Se ela conseguir se eleger, a professora assistente do Providence College estará colocando a ideia de “teologia pública” em prática muito mais do que dar cursos em paróquias e escrever para publicações católicas não-acadêmicas.

Numa era de Trump e dos sérios problemas que o país e o mundo enfrentam, os teólogos veem a urgência de praticar a teologia pública, termo inventado pelo teólogo luterano Martin Marty, nos anos 1970.

Mas levando em consideração a esfera política polarizada, especialmente nas mídias sociais, mais as controvérsias igualmente desestabilizantes dentro da Igreja (para não mencionar a falta de apoio dentro da academia), eles estão enfrentando desafios ao tentarem levar seus conhecimentos acadêmicos para o público geral.
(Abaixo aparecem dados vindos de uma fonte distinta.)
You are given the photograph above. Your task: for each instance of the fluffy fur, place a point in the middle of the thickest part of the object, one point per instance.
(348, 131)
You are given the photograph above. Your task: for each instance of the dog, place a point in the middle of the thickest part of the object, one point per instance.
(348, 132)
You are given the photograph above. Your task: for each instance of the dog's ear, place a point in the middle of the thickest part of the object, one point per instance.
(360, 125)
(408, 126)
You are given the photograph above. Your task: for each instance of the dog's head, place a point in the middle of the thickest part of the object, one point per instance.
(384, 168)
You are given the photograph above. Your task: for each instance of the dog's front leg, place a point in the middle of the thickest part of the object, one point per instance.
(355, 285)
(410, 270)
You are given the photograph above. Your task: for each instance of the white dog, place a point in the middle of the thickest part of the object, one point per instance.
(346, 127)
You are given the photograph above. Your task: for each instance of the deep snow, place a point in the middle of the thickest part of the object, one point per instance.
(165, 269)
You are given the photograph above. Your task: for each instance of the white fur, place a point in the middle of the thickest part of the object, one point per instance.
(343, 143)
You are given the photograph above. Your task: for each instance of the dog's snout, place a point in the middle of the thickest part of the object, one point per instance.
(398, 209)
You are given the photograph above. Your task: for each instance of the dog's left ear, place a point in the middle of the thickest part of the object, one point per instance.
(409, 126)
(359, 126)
Coolman teve algumas reações negativas por parte de pessoas que questionam se é apropriado que uma teóloga entre em campanha política, talvez porque alguns eleitores estejam inquietos em relação ao papel da religião na política contemporânea. Outros acreditam que, se ela é religiosa, ela é conservadora. “Os teólogos não têm muita credibilidade com as ruas na esfera pública”, disse ela ao NCR.

Mas, para Coolman, seu plano de fundo teológico — com uma especialização sistemática em cristologia, eclesiologia e relações judaico-cristãs — complementou sua candidatura, e sua candidatura, por sua vez, influenciou sua teologia, disse ela.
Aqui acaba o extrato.